To be clear, modern ruby (>=1.9) does use native threads. The key is that GIL locking ensures that only 1 thread is executing at a time (regardless of the number of CPU cores available), per process. So, MRI threads are native threads, but to draw the distinction, we'll use the terms "GIL thread" and "native thread" below.

Scheduling

Concurrency is not about magically getting two threads to execute at the same time on a single core (because that would be magic). It is about efficiently managing thread scheduling so the maximum amount of CPU cycles is spent doing work.

In other words, if we have work that does not yield to another thread, with a single thread we achieve 100% utilization.

single thread saturation

So, adding another thread does not increase our CPU utilization, or increase the amount of work accomplished.

multi-thread saturation

Threading has its benefit becuase the code being executed doesn't only require operations performed by the CPU. It also has portions of execution in which is has to wait on something (e.g. I/O and sleep are two prime examples). These latter portions are chances for other work to get done, and examples where a thread yields to other threads.

So, if work comes in that is half CPU work and half yielding work, we could imagine what this would look like. It makes sense that this results in 50% utilization of this CPU.

Single threaded execution profile

If the same work is split across two threads, likewise we can see what this would look like. The interleaving of working and yielding from the two threads results in 100% utilization, and more getting done in the same amount of time.

Multi-threaded execution profile

Back to the GIL

Now, if we have only one process with two threads and we have two cores, yes, GIL threads are at a disadvantage.

Remember, GIL = only thread executing at a time, per process. So, one MRI process will only be able to saturate the equivalent of one core.

GIL locking limits saturation

However, native threads can be scheduled on both cores at the same time and would therefore be able to saturate both.

Native scheduling across cores

We can validate this with htop and irb in a few seconds using MRI and then JRuby.

2.times.map{ Thread.new{ 100_000_000.times{ 2+2 } } }.map(&:join)

However, if we instead have two processes (a fork is still a process) and they each have 2 threads, GIL threads and native threads have conceptually similar execution profiles, because the GIL lock is per-process.
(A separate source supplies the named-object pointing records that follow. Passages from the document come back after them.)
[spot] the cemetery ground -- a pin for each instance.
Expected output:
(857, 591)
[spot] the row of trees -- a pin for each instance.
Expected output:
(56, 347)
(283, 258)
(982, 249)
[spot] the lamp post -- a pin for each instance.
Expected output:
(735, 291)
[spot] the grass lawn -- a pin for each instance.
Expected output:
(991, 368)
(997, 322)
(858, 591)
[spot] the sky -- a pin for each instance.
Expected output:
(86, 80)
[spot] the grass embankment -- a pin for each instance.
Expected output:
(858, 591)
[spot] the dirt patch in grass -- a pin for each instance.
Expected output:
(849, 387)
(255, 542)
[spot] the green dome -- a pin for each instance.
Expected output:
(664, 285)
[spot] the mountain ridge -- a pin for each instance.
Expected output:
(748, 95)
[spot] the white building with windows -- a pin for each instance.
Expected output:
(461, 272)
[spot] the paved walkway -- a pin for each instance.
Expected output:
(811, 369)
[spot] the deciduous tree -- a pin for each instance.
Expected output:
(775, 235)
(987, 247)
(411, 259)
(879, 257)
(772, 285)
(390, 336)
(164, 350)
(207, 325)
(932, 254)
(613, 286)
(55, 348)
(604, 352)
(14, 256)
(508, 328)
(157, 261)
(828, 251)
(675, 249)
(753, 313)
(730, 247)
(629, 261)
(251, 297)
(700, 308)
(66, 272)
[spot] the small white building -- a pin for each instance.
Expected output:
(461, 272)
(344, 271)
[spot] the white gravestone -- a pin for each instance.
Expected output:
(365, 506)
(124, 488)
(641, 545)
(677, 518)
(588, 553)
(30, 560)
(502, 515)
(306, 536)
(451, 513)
This becomes more clear if we first imagine each process having only 1 thread. Both GIL threads execute in parallel since they can each be scheduled for different cores (since there are two processes).

GIL with two processes

Same story as with native threads -- two threads executing in parallel on two different cores.

Now, when we add a 2nd thread, the story doesn't get magically worse for GIL threads (or magically better for native threads). This is because each core can still only do one thing at at time. That second thread, in both native and GIL scenarios, still has to wait for the first thread to finish or yield its timeslice in order for the second thread to begin execution.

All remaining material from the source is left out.